Phase A — Text channel. Complete. A Strands agent with three live tools calling a real CRM (DynamoDB + Lambda + API Gateway, deployed via Terraform). A Node BFF that broadcasts agent events to a React frontend with four synchronized live views (user chat, flow visualization, structured logs, Connect-style admin wallboard). End-to-end token usage, latency, and tool-call traces are surfaced in the UI.

Phase B — Voice channel. In progress. Currently on sub-stage B1.a: real-time voice conversation between the browser and Amazon Nova Sonic (via Strands' experimental BidiAgent), over a WebSocket. Audio is captured in the browser using the Web Audio API and streamed as 16 kHz PCM16 to a FastAPI server that holds a bidirectional streaming session with Nova Sonic. The CRM tools from Phase A are not yet wired to the voice agent — that is B1.b onwards.

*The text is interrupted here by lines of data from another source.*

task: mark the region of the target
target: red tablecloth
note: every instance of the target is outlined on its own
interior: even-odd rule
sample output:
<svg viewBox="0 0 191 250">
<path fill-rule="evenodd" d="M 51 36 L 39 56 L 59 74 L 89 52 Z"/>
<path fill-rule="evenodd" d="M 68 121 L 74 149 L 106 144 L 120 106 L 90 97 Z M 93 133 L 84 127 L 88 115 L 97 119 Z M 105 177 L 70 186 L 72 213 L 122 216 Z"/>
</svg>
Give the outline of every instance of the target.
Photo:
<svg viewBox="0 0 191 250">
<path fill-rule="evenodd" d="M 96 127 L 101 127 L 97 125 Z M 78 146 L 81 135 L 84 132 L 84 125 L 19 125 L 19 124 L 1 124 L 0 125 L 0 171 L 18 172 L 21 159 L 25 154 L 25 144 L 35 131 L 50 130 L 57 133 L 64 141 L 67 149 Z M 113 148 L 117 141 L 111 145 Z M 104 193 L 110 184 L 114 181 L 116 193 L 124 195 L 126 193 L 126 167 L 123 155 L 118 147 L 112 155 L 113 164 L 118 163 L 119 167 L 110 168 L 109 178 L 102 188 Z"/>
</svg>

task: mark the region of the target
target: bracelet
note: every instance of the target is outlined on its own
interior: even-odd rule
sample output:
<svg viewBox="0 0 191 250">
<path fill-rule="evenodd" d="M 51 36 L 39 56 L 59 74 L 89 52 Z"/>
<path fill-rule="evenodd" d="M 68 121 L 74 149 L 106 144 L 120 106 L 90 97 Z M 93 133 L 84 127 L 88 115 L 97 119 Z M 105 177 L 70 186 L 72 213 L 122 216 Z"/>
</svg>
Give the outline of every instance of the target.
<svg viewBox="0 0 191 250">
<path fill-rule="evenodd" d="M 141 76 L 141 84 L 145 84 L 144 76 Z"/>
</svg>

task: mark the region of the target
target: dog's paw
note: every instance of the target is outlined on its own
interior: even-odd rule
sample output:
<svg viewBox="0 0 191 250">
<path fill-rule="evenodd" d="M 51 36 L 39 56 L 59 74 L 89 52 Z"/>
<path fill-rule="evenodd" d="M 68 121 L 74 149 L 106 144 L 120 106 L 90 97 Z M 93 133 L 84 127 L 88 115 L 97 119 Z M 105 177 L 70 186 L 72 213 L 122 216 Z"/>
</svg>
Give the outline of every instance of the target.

Phase C — Telephony. Planned. Integration with Amazon Connect to expose Vera over a real phone number.

Architecture decisions, considered trade-offs and discarded approaches are recorded in docs/decisions.md. That file is the canonical reference for why each choice was made.

Phase A behavior

Vera handles personal-loan intake calls. The flow:

  1. The customer states their request (e.g. identifying themselves by DNI and requesting an amount).
  2. Vera calls identificar_cliente to validate identity against the CRM.
  3. Vera calls consultar_perfil_crediticio to retrieve credit score and current debt-to-income ratio.
  4. Vera calls evaluar_prestamo, which applies real industry criteria (DTI ≤ 36%, credit score ≥ 670) and returns one of three decisions: aprobado, derivar_a_humano, or fuera_de_parametros.
  5. Vera communicates the decision in Rioplatense Spanish with tone appropriate to the outcome.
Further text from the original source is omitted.